問題
問6
システムのライフサイクルプロセスの一つに位置付けられる、要件定義プロセスで定義するシステム化の要件には、業務要件を実現するために必要なシステム機能を明らかにする機能要件と,それ以外の技術要件や運用要件などを明らかにする非機能要件がある。非機能要件だけを全て挙げたものはどれか。
- a 業務機能間のデータの流れ
- b システム監視のサイクル
- c 障害発生時の許容復旧時間
- a, c
- b
- b, c
- c
[出典:ITパスポート試験 平成30年度春期 問6]
正解
正解は「ウ」です。
解説
正解は「ウ b, c」です。 この問題は、システム開発における「機能要件」と「非機能要件」の違いを理解しているかを問うものです。 機能要件とは、システムがどのような機能(「何をするか」)を提供するかに焦点を当てた要件です。例えば、「商品を検索できる」「購入履歴を表示できる」といった、ユーザーが直接操作して利用する機能がこれに当たります。
一方、非機能要件とは、システムの性能、信頼性、保守性、セキュリティなど、「どのように機能するか」や「システムが満たすべき品質や制約」に関する要件です。これらは、システムの使いやすさや安定性に大きく影響します。 選択肢aの「業務機能間のデータの流れ」は、システムが具体的にどのような処理を行うかを示すため、機能要件に該当します。 選択肢bの「システム監視のサイクル」は、システムがどれくらいの頻度で正常に稼働しているかを確認する運用上の要件であり、非機能要件です。

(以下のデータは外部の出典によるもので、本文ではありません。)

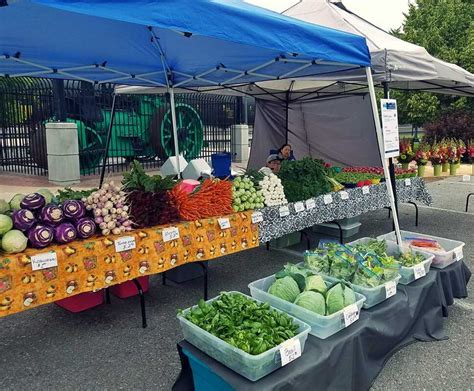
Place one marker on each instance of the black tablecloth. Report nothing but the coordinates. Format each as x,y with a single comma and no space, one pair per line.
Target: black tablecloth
352,358
452,281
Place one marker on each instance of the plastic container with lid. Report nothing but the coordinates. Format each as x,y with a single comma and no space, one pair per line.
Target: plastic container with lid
453,249
408,274
321,326
253,367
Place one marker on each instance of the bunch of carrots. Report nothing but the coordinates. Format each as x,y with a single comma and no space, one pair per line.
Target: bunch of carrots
212,198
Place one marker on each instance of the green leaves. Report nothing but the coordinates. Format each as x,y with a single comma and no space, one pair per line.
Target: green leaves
243,323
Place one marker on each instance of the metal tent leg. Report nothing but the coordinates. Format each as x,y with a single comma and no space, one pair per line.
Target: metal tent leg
142,301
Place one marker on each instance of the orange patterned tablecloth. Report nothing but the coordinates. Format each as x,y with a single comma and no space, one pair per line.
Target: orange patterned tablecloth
93,264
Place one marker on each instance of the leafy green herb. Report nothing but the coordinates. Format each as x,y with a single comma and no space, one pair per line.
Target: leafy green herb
243,323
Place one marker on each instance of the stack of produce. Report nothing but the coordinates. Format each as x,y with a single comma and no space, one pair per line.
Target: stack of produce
304,179
110,209
243,323
245,195
149,198
212,198
302,287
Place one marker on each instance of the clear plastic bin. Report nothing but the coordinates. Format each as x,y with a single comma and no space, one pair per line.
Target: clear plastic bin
321,326
253,367
441,259
407,273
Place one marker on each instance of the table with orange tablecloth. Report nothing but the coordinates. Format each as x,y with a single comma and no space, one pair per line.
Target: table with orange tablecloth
93,264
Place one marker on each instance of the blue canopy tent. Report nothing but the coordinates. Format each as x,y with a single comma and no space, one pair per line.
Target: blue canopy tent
172,44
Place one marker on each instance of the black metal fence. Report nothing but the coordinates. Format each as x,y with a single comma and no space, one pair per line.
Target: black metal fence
142,124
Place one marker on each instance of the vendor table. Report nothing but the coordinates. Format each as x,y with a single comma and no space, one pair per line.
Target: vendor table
359,201
348,360
90,265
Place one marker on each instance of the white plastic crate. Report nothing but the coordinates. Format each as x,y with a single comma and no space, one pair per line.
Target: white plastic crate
407,274
321,326
453,248
253,367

例えば、「システムが24時間365日動いているか」「異常がないか毎日確認する」といった安定稼働に関わることです。 選択肢cの「障害発生時の許容復旧時間」は、システムに問題が起きたときに、どれくらいの時間で復旧させる必要があるかという信頼性に関する要件であり、これも非機能要件です。例えば、「システムが停止しても1時間以内に復旧させる」というような、システムのトラブルに対する対応能力を示すものです。 したがって、非機能要件だけを挙げているのは「bとc」となるため、ウが正解となります。
ア(a, c):
aの「業務機能間のデータの流れ」は、システムが実現すべき具体的な処理内容を示すため、機能要件に該当します。cは非機能要件です。
イ(b):
bの「システム監視のサイクル」は非機能要件ですが、非機能要件だけを全て挙げているわけではないため、不正解です。
エ(c):
cの「障害発生時の許容復旧時間」は非機能要件ですが、非機能要件だけを全て挙げているわけではないため、不正解です。
難易度
%difficulty level%
用語補足
機能要件:
システムが「何をするか」という、提供すべき具体的な機能に関する要件です。例えば、「顧客データを登録する」「商品を検索する」といった、ユーザーが直接利用する機能がこれに当たります。
非機能要件:
システムが「どのように機能するか」という、性能、信頼性、セキュリティ、使いやすさなど、機能以外の品質や制約に関する要件です。例えば、「システムは3秒以内に応答する」「障害発生時は1時間以内に復旧する」といった要件が該当します。
システムライフサイクル:
システムの企画から開発、運用、保守、廃棄に至るまでの一連の段階のことです。システム開発はこのサイクルに沿って進められます。
要件定義プロセス:
システム開発の初期段階で、どのようなシステムを作るべきか、何を実現したいのかを明確にするプロセスです。機能要件と非機能要件を洗い出し、定義します。
対策
この問題のポイントは、機能要件と非機能要件の違いを正確に理解することです。機能要件は「システムが提供する具体的なサービスや動作」、非機能要件は「システムの品質や性能、制約」と捉えると分かりやすいでしょう。学習する際は、それぞれの要件にどのような具体例があるかを複数知っておくと、類似問題にも対応しやすくなります。例えば、性能(処理速度、同時接続数)、信頼性(稼働率、復旧時間)、セキュリティ(認証、データ保護)、保守性(変更のしやすさ)、操作性(使いやすさ)などが非機能要件の代表例です。